Pressure (MPa)	Test 1 (μm)	Test 2 (μm)	Test 3 (μm)	Test 4 (μm)	Test 5 (μm)	Test 6 (μm)	Average	Standard Deviation
0.0	0.00	0.26	0.00	0.09	0.00	0.02	0.06	0.10
0.5	0.57	0.82	0.56	0.68	0.59	0.61	0.64	0.10
2.5	2.85	3.14	2.82	3.00	2.85	2.93	2.93	0.12
5.0	5.70	6.05	5.72	5.94	5.70	5.85	5.83	0.15
7.5	8.60	8.90	8.59	8.82	8.58	8.72	8.70	0.14
10.0	11.55	11.81	11.47	11.7	11.48	11.63	11.61	0.13
12.5	14.27	14.4	14.15	14.3	14.16	14.21	14.25	0.10
15.0	16.14	16.22	16.01	16.11	16.00	16.02	16.08	0.09
17.5	17.69	17.71	17.50	17.58	17.47	17.50	17.57	0.11
20.0	18.94	18.94	18.80	18.8	18.76	18.76	18.83	0.09

and displayed in Figure 12, which shows almost the same behavior.

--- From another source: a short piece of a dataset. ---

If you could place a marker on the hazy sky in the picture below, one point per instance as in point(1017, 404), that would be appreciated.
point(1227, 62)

The deflection-pressure curve appears linear up to about 12.5 MPa lower than the simulated yielding pressure of 13.75 MPa and the elasticity seems to remain even up to 20 MPa, although the deflection rate against pressure becomes lower. This would be due to work hardening of the round-groove of the diaphragm. Through regression analysis the linear relationship between diaphragm deflection (δ) and pressure (P), δ (μm) = 1.142P (MPa) + 0.087, is of such good fitness that a coefficient of determination of 0.999 is obtained.

5.2. Assembled Pressure Sensor

Figure 13 shows a cross section view of an assembled pressure sensor developed for this research.

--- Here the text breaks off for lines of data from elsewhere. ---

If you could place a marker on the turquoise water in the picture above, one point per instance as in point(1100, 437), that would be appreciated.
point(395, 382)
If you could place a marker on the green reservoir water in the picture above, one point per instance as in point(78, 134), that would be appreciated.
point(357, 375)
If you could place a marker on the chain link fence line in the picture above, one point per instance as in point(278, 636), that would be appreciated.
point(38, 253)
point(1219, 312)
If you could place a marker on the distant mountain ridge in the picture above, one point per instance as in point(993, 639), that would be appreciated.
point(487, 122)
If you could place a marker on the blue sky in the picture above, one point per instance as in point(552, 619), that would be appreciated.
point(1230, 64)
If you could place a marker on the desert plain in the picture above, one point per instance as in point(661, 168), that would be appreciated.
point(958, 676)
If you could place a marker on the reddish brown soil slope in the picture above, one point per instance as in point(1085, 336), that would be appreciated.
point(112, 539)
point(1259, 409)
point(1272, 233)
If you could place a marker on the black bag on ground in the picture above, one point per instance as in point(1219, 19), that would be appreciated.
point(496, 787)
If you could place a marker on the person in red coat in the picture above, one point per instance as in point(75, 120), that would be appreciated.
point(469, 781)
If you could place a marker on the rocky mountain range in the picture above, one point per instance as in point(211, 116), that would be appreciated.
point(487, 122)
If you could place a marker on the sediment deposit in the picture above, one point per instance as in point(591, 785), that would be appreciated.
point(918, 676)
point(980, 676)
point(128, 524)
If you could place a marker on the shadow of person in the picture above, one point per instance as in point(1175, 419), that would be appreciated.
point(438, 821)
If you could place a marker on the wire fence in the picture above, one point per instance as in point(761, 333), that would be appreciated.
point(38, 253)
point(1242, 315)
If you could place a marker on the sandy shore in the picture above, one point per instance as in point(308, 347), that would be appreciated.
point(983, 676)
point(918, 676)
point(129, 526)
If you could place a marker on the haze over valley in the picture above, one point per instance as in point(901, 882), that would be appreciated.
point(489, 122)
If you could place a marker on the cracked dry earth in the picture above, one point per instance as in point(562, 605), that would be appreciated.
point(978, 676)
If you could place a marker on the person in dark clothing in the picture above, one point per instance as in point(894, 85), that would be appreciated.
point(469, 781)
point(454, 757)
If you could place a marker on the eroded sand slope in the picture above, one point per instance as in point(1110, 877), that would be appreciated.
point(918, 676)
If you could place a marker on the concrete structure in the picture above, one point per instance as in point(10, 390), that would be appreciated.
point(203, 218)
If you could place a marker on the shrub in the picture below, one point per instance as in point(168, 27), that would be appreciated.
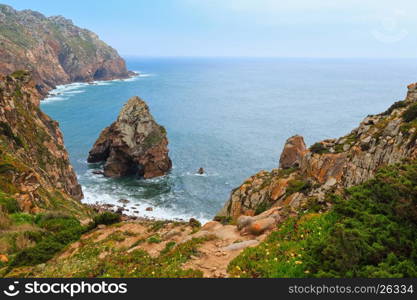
point(410, 114)
point(22, 218)
point(370, 232)
point(106, 218)
point(5, 221)
point(60, 231)
point(155, 239)
point(10, 205)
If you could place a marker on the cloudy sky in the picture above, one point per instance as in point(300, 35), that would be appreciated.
point(300, 28)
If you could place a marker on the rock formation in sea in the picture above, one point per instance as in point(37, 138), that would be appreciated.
point(330, 165)
point(34, 165)
point(133, 145)
point(54, 50)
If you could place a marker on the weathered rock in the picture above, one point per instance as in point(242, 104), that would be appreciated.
point(241, 245)
point(260, 226)
point(379, 140)
point(293, 152)
point(194, 223)
point(133, 145)
point(32, 154)
point(54, 50)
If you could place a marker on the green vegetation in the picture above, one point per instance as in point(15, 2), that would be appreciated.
point(119, 263)
point(58, 231)
point(410, 114)
point(8, 204)
point(370, 232)
point(155, 239)
point(7, 131)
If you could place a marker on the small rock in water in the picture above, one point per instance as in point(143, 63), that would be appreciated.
point(124, 201)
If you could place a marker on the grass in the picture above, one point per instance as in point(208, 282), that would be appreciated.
point(371, 231)
point(120, 264)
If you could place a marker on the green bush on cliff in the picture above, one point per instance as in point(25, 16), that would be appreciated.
point(59, 232)
point(8, 204)
point(370, 232)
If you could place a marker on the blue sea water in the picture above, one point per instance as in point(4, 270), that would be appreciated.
point(230, 116)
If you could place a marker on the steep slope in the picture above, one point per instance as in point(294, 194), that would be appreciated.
point(299, 220)
point(54, 50)
point(34, 165)
point(307, 175)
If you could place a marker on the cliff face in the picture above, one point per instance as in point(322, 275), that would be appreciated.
point(54, 50)
point(307, 175)
point(133, 145)
point(34, 165)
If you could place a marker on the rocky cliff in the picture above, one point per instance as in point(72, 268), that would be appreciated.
point(308, 175)
point(54, 50)
point(34, 165)
point(133, 145)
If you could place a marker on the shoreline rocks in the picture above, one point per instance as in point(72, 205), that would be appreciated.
point(134, 145)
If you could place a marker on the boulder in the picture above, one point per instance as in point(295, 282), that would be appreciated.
point(133, 145)
point(293, 152)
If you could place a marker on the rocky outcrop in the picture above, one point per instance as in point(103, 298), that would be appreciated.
point(34, 165)
point(307, 175)
point(133, 145)
point(293, 152)
point(54, 50)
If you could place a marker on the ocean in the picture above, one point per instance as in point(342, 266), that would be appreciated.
point(230, 116)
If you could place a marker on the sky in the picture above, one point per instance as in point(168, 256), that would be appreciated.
point(248, 28)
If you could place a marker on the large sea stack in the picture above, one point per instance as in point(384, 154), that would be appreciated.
point(133, 145)
point(54, 50)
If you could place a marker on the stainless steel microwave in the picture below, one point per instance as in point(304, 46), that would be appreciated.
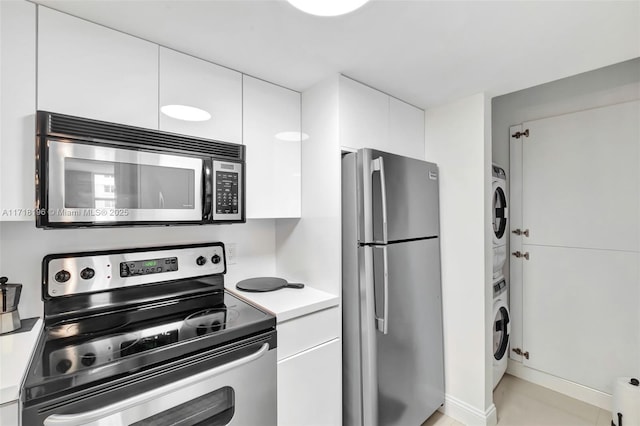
point(95, 173)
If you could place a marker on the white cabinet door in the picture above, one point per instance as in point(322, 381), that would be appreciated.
point(364, 116)
point(271, 132)
point(406, 129)
point(189, 81)
point(310, 387)
point(92, 71)
point(581, 319)
point(18, 101)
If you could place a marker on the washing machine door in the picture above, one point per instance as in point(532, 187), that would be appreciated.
point(501, 330)
point(499, 213)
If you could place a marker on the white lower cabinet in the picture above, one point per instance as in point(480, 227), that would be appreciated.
point(9, 414)
point(310, 387)
point(310, 370)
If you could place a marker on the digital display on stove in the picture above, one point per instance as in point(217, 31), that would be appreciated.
point(149, 266)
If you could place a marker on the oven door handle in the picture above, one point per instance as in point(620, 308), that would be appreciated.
point(100, 413)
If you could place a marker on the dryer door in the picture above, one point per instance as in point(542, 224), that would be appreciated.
point(501, 330)
point(499, 209)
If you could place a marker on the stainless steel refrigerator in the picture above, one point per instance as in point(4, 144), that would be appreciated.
point(393, 368)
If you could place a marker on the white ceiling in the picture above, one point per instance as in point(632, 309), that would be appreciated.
point(424, 52)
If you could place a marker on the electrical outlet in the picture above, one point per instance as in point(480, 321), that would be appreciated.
point(232, 250)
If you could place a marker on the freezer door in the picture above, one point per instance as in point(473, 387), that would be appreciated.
point(399, 197)
point(410, 366)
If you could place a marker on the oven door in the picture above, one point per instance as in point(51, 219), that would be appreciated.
point(89, 184)
point(239, 392)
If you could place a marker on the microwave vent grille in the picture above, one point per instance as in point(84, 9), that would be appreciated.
point(100, 131)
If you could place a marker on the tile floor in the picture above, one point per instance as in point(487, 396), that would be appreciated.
point(521, 403)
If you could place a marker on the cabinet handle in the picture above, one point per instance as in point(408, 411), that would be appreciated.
point(519, 254)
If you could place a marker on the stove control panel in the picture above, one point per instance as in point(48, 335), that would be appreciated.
point(149, 266)
point(101, 271)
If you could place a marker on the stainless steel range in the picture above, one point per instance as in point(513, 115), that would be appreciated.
point(149, 337)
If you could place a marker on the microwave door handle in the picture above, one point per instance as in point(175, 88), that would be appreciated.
point(102, 412)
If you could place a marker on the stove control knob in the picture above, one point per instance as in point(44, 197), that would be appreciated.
point(62, 276)
point(88, 359)
point(63, 366)
point(87, 273)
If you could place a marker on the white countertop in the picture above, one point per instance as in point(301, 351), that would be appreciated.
point(289, 303)
point(15, 353)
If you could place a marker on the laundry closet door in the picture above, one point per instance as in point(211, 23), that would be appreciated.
point(580, 282)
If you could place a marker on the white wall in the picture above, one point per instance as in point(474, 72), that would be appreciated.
point(22, 247)
point(605, 86)
point(458, 140)
point(309, 249)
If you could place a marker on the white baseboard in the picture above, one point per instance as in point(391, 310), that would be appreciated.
point(467, 414)
point(574, 390)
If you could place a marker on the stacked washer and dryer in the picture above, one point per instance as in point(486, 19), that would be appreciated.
point(501, 325)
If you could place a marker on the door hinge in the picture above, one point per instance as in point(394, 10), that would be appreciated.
point(518, 135)
point(521, 232)
point(518, 351)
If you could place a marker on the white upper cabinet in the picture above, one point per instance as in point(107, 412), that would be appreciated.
point(406, 129)
point(189, 81)
point(271, 132)
point(92, 71)
point(372, 119)
point(18, 102)
point(364, 116)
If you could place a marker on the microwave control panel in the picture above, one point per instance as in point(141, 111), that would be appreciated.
point(227, 184)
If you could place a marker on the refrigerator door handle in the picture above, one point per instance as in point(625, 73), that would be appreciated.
point(377, 165)
point(383, 323)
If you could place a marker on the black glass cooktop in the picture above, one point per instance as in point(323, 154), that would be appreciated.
point(78, 352)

Its round-groove machined in both faces by turning, a round-grooved diaphragm was welded on the one end of housing. An insulator was placed between diaphragm and target plate to prevent heat transfer from the diaphragm since the coil impedance is affected by temperature.

5.3. Performance Evaluation of an Assembled Pressure Sensor According to Applied Pressure

The performance of an assembled sensor was tested on the same equipment as in Figure 11 with a HBT probe replaced by a multi-meter to measure the pressure output (voltage) depicted in Figure 3. The measurement results are summarized in

Table 3. Measurement results of the assembled sensor according to varied pressure.

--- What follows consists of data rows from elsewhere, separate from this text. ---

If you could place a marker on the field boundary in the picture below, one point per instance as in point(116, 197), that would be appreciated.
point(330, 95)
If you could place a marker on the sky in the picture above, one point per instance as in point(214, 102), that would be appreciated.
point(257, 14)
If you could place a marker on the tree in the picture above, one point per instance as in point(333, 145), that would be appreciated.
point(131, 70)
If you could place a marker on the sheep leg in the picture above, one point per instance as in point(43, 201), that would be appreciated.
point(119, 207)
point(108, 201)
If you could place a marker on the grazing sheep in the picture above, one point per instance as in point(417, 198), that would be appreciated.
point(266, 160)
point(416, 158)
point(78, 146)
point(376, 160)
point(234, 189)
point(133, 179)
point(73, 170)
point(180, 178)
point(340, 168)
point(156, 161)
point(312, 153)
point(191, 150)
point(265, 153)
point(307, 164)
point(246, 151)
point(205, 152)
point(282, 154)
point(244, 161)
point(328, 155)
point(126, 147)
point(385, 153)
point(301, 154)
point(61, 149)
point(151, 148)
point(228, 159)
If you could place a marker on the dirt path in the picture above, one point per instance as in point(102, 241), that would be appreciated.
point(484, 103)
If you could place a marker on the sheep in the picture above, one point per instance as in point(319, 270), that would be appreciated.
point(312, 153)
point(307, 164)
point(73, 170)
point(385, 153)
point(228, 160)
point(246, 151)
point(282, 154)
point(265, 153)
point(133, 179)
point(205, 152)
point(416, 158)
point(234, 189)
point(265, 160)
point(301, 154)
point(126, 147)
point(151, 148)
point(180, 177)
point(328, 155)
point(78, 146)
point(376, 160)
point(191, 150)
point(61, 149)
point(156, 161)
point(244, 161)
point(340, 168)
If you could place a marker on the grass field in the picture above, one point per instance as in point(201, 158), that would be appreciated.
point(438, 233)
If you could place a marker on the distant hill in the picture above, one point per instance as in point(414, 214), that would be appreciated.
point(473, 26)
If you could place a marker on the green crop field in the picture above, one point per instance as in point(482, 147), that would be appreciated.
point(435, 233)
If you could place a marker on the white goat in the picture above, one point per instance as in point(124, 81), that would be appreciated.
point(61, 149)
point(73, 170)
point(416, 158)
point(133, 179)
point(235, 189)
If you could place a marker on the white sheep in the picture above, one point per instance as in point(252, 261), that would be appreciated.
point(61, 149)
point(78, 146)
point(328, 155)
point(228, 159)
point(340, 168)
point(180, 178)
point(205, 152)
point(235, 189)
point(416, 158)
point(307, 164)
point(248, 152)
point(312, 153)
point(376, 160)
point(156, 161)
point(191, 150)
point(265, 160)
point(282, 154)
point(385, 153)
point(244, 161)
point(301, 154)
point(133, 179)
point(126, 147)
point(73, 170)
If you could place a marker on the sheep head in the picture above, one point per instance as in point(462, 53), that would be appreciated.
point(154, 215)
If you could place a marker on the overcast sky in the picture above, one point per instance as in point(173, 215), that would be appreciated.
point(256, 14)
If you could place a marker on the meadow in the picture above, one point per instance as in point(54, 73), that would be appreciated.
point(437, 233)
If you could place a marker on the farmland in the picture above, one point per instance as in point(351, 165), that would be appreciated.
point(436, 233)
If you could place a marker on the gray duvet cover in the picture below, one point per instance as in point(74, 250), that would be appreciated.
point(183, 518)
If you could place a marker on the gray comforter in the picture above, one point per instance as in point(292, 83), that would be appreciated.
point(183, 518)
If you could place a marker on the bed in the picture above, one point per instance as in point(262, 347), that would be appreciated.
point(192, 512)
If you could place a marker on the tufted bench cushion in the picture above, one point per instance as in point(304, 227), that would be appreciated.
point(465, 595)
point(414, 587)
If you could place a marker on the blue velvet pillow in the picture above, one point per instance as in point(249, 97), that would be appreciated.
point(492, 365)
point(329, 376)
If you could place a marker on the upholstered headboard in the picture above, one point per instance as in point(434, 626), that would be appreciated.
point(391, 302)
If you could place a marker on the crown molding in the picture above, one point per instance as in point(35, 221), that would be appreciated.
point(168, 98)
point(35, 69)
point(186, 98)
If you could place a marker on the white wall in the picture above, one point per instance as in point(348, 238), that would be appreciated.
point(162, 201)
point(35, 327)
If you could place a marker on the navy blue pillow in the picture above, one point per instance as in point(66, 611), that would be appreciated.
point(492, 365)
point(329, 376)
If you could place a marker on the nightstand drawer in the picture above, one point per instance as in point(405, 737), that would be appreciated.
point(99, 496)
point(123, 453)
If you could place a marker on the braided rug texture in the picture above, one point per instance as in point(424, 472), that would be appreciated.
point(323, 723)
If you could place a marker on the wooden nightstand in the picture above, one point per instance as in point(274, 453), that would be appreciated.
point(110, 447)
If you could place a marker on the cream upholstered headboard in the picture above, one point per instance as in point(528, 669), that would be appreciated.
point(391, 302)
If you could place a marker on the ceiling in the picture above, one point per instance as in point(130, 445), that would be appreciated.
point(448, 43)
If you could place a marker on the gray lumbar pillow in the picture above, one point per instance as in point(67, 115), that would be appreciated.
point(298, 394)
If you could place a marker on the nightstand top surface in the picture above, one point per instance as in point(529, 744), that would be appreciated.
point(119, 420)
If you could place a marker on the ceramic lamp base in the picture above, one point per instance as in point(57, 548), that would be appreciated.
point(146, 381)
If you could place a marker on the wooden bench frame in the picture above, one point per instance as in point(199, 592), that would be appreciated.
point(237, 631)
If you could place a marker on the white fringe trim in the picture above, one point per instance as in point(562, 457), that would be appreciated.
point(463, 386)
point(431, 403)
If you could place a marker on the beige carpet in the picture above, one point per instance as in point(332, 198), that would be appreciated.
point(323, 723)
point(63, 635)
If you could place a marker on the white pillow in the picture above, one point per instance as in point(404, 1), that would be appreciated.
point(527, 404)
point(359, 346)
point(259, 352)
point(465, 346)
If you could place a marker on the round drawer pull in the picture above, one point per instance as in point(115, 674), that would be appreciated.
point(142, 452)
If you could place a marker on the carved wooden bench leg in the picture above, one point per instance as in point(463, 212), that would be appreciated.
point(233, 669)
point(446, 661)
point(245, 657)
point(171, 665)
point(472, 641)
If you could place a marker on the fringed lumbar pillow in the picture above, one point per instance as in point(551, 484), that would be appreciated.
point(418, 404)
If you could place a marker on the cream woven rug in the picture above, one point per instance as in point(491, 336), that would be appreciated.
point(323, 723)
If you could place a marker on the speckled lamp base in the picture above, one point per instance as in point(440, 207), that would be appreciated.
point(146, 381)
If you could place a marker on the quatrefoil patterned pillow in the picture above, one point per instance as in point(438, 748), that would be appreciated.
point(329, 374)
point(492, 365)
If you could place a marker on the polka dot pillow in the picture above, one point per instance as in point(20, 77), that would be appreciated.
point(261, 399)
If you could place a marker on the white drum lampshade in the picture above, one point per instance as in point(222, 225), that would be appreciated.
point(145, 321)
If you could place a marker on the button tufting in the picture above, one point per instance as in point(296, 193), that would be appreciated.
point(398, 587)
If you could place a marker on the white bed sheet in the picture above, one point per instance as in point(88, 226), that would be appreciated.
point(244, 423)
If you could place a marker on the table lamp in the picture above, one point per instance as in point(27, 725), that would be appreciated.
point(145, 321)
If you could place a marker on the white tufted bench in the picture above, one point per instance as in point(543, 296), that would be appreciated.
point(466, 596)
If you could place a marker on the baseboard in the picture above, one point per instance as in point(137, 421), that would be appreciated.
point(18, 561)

Pressure (MPa)	Impedance Change (mΩ)	Sensor Output (V)	Error (%)
0	0.00	0.00	0.00
1	11.66	0.98	0.13
2	23.45	1.99	0.15
3	35.29	2.99	0.12
4	47.14	3.99	0.09
5	58.96	4.99	0.08
6	70.75	5.99	0.10
7	82.52	6.99	0.13
8	94.30	7.99	0.16
9	106.14	8.99	0.13
10	118.10	10.00	0.00

* Error (%) = (Sensor output (V)—Expected value(V))/(10V) × 100.

and the sensor output is displayed in Figure 14a. The sensor output is linearly well related with input pressure up to 10 MPa and has maximum linearity errors less than 0.16%, as seen in Figure 14b, which is much smaller than other commercialized sensors.

6. Conclusions

An eddy current type pressure sensor with an outer diameter of 10 mm was developed and its characteristic was investigated so as to get appropriate values of the design parameters of the sensor’s two key components, i.e., diaphragm and coil. Some important findings are summarized as follows.

(1)

The coil designed in this research has a good linear relationship between the impedance change and the distance to target plate up to 500 μm.

(2)

A round-grooved diaphragm is much better for stable measurement of deflection even with much less deflection compared to a flat type one.

(3)

Depending on the required pressure and sensitivity measurement, the design parameters of a round-grooved diaphragm can be selected.

(4)

The developed sensor shows a very good linearity up to 10 MPa with linearity errors less than 0.16%.